Basically, vga bios tries to size a 16 meg register and at an intermediate point the vga hardware ends up decoding the top 16 mb of memory.
I welcome a fix. It's just not obvious to me.
Please help me understand this better. Is this a bug of real hardware, a bug of an emulator or an intended design feature?
Depending on what it is, we could employ various ways to fix it.
Regards, Carl-Daniel
---------- Forwarded message ---------- From: ron minnich rminnich@gmail.com Date: Thu, Oct 16, 2008 at 12:15 PM Subject: Re: [coreboot] SimNOW VGA int 1a To: Marc Jones marc.jones@amd.com Cc: Myles Watson mylesgw@gmail.com, Jordan Crouse jordan.crouse@amd.com
On Thu, Oct 16, 2008 at 12:08 PM, Marc Jones marc.jones@amd.com wrote:
ron minnich wrote:
well, hang on.
I write ffffffff to BAR 10. Then what is left in BAR 10 is ff000000. That decodes to the top 16 MB of address space. At that point, all the memory goes bye bye. So do we really want the device enabled?

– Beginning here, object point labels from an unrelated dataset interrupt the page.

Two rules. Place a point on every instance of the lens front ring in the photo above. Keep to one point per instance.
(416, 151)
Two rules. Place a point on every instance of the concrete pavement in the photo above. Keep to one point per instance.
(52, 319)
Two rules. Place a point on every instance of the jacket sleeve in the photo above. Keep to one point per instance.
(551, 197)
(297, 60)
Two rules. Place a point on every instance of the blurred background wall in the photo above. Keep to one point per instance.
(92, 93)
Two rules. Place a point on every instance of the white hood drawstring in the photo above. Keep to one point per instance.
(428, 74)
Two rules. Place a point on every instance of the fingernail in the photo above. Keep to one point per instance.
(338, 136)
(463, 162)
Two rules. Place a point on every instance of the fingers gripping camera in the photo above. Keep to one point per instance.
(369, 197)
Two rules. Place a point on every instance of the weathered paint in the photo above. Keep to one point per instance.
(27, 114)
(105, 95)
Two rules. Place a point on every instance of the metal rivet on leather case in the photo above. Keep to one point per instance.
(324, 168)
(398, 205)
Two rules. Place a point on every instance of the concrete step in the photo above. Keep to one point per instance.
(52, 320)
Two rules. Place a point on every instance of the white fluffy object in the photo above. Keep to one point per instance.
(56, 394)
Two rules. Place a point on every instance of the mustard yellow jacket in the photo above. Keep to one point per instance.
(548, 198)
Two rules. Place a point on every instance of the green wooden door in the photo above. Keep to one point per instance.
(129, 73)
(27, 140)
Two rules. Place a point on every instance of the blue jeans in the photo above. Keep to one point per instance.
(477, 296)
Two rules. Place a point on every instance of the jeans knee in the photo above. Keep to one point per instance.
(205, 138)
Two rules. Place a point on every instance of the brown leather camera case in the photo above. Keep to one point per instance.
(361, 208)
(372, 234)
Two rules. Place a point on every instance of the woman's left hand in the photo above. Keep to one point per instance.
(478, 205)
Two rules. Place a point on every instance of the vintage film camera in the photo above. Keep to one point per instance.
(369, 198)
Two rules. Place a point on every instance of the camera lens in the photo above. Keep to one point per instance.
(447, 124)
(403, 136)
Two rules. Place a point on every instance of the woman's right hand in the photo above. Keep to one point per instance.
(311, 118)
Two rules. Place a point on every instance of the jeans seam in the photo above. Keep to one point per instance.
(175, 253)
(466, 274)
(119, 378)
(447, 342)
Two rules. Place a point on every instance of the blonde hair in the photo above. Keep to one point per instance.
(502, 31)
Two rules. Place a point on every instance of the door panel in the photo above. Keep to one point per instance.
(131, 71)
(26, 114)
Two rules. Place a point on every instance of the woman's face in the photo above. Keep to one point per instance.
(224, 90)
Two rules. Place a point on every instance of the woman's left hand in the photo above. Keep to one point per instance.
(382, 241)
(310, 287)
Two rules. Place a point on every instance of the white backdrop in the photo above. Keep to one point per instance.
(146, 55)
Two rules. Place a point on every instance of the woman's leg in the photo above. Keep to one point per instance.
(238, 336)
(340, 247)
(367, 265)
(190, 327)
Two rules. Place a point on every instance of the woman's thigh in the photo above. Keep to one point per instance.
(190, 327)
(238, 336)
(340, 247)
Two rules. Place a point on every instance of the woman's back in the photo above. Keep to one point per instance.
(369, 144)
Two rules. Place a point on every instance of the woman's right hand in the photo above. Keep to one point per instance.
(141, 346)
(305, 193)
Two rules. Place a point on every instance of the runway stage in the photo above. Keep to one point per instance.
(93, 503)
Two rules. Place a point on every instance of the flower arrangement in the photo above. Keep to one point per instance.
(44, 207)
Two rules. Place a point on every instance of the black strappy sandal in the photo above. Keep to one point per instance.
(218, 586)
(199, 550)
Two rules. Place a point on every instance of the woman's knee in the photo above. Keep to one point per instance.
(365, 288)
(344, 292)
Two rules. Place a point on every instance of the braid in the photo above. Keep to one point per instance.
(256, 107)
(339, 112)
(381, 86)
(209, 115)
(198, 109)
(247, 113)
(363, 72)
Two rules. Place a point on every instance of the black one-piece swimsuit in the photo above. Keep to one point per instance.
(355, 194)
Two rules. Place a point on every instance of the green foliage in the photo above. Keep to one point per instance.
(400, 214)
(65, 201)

Is this maybe a bug in the vga bios? This won't be an issue for code not running in the top 16 MB
Yes it goes away but nothing should access it then. Put the BAR back and it should be fine.
but the EIP is accessing it then. We're running code at ffffxxxx.
Here is the sequence:
we're running at ffffxxxx. We write ffffffff at request of vgabios to the BAR 10. At that point vga is decoding ffxxxxxx.
We can no longer fetch code from ffffxxxx. We go bye bye.
Fix is to NOT compile the pcibios into stage0, or to also decode it into stage2.